A remote hillside in the Nevada desert may hold the keys to developing the next generation of affordable energy storage systems. One of the world’s largest deposits of vanadium, a hard, silvery gray mineral often mixed to create high-quality steel, is located underground on this site. First discovered in the 1950s, the site is now being developed into a large-scale mining operation, known as the Gibellini Mine, by Vancouver, Canada-based American Vanadium. The company, which partners with German flow battery manufacturer GILDEMEISTER, requires an affordable and secure supply of vanadium to develop its redox flow batteries.
With the majority of global vanadium supplies coming from China, a domestic source of the metal could be instrumental in reducing battery costs. Despite the recent success of lithium ion (Li-ion) batteries, alternative technologies such as flow batteries address several shortcomings of Li-ion chemistries.
There are several types of flow batteries with different characteristics currently competing for market share, including iron-chromium, zinc-bromine, and vanadium redox. Well-suited to stationary applications, vanadium-based batteries offer several advantages over Li-ion systems. Vanadium-based batteries can fully discharge with minimal degradation of key components, leading to a longer duration discharge and greater life expectancy. Additionally, vanadium flow batteries are much safer than certain Li-ion chemistries, as they have no thermal runaway issues, which is a key consideration for systems located on densely populated distribution networks.
Significant improvements to flow batteries have been made in recent years as more companies enter the space and competition heats up. One area in which flow batteries must improve is energy density; Li-ion and other batteries are much more energy-dense, giving them an edge in any project with limited space. A recent milestone was achieved by UniEnergy Technologies with its vanadium-based flow battery, allowing a standard 500 kW, 4-hour system to be containerized and installed in a 1,000-square-foot pad. The system has an expected operating life of 20 years and can be installed for around $750 per kWh.
As with most advanced batteries, makers of vanadium-based systems must reduce costs to fully capitalize on the diverse market opportunities available. Fortunately, advances are being made in that area as well. California-based Imergy, for example, claims that it will soon reduce costs enough to offer a vanadium-based flow battery for around $300 per kWh.
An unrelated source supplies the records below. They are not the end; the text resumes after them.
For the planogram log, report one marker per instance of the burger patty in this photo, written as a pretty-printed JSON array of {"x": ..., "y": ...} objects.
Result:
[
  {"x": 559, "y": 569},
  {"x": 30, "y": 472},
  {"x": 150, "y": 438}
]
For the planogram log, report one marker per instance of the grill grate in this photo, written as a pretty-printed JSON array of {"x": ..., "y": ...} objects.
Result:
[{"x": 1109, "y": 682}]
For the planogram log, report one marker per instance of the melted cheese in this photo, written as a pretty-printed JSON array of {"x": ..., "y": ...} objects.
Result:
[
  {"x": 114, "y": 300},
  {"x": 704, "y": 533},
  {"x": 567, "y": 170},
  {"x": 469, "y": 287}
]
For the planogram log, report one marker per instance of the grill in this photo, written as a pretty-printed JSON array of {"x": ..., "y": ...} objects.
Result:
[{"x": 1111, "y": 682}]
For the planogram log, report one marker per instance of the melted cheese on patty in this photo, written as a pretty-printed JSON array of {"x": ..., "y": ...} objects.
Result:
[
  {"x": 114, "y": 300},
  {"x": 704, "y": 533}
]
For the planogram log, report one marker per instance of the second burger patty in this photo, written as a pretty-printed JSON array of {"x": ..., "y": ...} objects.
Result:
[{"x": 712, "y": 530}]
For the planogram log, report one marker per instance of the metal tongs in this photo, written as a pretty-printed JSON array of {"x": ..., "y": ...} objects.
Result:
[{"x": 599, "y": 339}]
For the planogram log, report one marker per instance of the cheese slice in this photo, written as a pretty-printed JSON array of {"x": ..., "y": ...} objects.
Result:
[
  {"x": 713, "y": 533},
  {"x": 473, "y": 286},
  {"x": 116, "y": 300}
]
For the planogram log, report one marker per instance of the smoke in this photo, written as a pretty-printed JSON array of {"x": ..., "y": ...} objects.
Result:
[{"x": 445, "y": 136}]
One reason for the low price is Imergy’s ability to use lower-grade vanadium, recycled from mining waste and other sources. While vanadium flow batteries are currently somewhat more expensive than most Li-ion chemistries, they have the advantage of a longer life expectancy, allowing the upfront cost to be spread over several decades.
An Uncertain Future
Navigant Research’s report, Energy Storage for the Grid and Ancillary Services, found that flow batteries are likely to account for 2,357 MWh of capacity in 2020, about 7% of the total market for grid-scale systems. However, these figures could increase dramatically with breakthroughs in system efficiency and cost. A consistent, low-priced supply of key components, such as vanadium, could help rapidly reduce costs. Additionally, greater diversity and competition among suppliers of key flow battery components can drive down manufacturing costs. Given the very ambitious price reductions being forecast by manufacturers, many may be relying on market developments such as the Gibellini Mine to allow flow batteries to compete effectively with Li-ion.